Sous les lambris dorés du Palais du peuple, cette botte en touche présidentielle, de Paul Biya qui fêtera ses 84 ans à la veille de la Saint-Valentin, est désormais entourée d’un faisceau de spéculations et de théories qui ajoutent du suspense à la guerre de succession annoncée. Dans les couloirs du Palais de l’Unité, les murs bruissent l’écho du nom de Franck Biya comme futur « dauphin » de son père.

Presqu’une règle de succession en Afrique centrale, l’idée du remplacement du père par son fils ne paraît pas si saugrenue que cela. Ali Bongo au Gabon, Joseph Kabila en RDC, sont tous des fils de présidents, devenus chef à la place du père après avoir été associés au plus près de la gestion étatique.

D’autres sont sur le même chemin comme Teodorin Obiang Nguema, bombardé vice-président de Guinée-Equatoriale avec rang de chef d’Etat, Zacharia et Mahamat Deby au Tchad, ou encore Denis Christel Sassou Nguesso au Congo. Tous sont plus ou moins avancés sur la voie de perpétuation de cette règle salique de dévolution du fauteuil du patriarche à son fils.

Faisant exception à la règle, à 47 ans, Franck Emmanuel Olivier Biya, le fils aîné du président camerounais, ne semble pas séduit à l’idée de succéder à son père à la tête du pays.
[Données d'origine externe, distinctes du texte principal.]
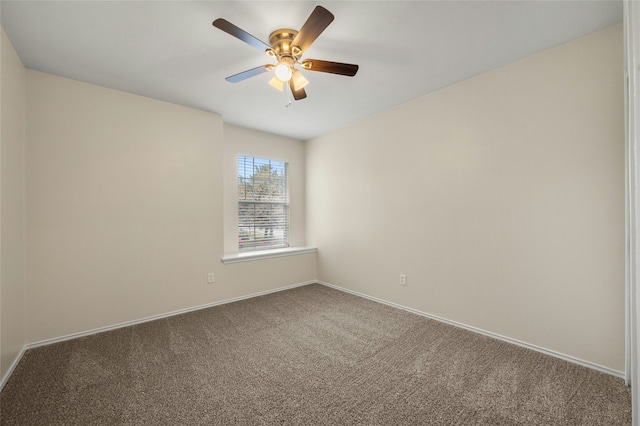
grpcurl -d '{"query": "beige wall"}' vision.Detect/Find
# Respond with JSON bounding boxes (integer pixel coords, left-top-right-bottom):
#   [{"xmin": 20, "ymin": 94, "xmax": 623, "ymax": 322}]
[
  {"xmin": 224, "ymin": 124, "xmax": 306, "ymax": 254},
  {"xmin": 306, "ymin": 26, "xmax": 625, "ymax": 371},
  {"xmin": 0, "ymin": 29, "xmax": 25, "ymax": 379},
  {"xmin": 27, "ymin": 70, "xmax": 315, "ymax": 342}
]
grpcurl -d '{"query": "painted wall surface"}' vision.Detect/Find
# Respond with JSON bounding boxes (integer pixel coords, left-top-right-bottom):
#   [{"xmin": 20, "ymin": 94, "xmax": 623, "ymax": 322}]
[
  {"xmin": 306, "ymin": 26, "xmax": 625, "ymax": 371},
  {"xmin": 27, "ymin": 70, "xmax": 315, "ymax": 342},
  {"xmin": 0, "ymin": 29, "xmax": 26, "ymax": 378},
  {"xmin": 224, "ymin": 124, "xmax": 308, "ymax": 255}
]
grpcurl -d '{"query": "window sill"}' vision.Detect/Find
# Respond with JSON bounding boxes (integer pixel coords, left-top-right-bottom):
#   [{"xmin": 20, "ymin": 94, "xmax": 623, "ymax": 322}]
[{"xmin": 222, "ymin": 247, "xmax": 318, "ymax": 264}]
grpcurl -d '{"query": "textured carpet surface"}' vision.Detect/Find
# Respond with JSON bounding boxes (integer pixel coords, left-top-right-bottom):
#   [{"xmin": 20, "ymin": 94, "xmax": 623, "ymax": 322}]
[{"xmin": 0, "ymin": 285, "xmax": 631, "ymax": 426}]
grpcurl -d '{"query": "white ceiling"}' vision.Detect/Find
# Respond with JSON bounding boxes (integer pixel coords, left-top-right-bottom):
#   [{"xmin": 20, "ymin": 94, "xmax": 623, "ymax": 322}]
[{"xmin": 0, "ymin": 0, "xmax": 622, "ymax": 140}]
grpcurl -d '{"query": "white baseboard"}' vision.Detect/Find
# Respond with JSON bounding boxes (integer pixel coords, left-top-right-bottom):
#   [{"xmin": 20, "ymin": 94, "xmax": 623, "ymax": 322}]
[
  {"xmin": 316, "ymin": 281, "xmax": 625, "ymax": 379},
  {"xmin": 0, "ymin": 345, "xmax": 27, "ymax": 390},
  {"xmin": 0, "ymin": 280, "xmax": 316, "ymax": 390},
  {"xmin": 0, "ymin": 280, "xmax": 625, "ymax": 390}
]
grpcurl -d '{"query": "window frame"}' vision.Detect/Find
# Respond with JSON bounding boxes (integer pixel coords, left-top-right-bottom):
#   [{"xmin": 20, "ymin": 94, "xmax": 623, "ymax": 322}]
[{"xmin": 235, "ymin": 154, "xmax": 290, "ymax": 253}]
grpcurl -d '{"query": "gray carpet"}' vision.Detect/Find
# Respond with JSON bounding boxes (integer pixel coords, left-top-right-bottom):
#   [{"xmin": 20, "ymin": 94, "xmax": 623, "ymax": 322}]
[{"xmin": 0, "ymin": 285, "xmax": 631, "ymax": 426}]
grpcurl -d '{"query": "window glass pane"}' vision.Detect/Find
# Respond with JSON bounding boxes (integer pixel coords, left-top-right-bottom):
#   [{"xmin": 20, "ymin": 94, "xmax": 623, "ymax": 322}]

Là où les fils de présidents se servent du cric paternel pour gravir les échelons dans la gestion des affaires, le premier fils de Paul Biya ne semble pas tenté par le pouvoir.

Il fuit l’échiquier politique, ses combines, ses coups bas et ses jeux d’alliances. Plus encore, il n’a ni fonction ministérielle officielle, ni mandat électif et n’est membre reconnu d’aucune section du Rassemblement Démocratique du Peuple Camerounais (RDPC, au pouvoir).

cameroonvoice / La Tribune

http://africa24monde.com/actualite/view/frank-biya-l-homme-qui-ne-veut-pas-etre-president-a-la-place-de-son-pere.html

One Response so far.

  1. Paul C. BAYEM dit :

    Habile manœuvre mais inutile. Franck BIYA n’est pas le fils de aîné de Paul BIYA. De plus il n’est que le fils adoptif de celui-ci. Le fils aîné est bel et bien Georges Gilbert BAONGLA BIYA. Prenez les bonnes informations à la source et soyez moins passionnés et surtout moins « sectairement manipulés ». Approchez vous de la famille de Paul BIYA à Mvomeka’a pour avoir des informations correctes et crédibles. Aucune porte n’a jamais été fermée pour de telles informations formations authentiques, crédibles et vérifiée.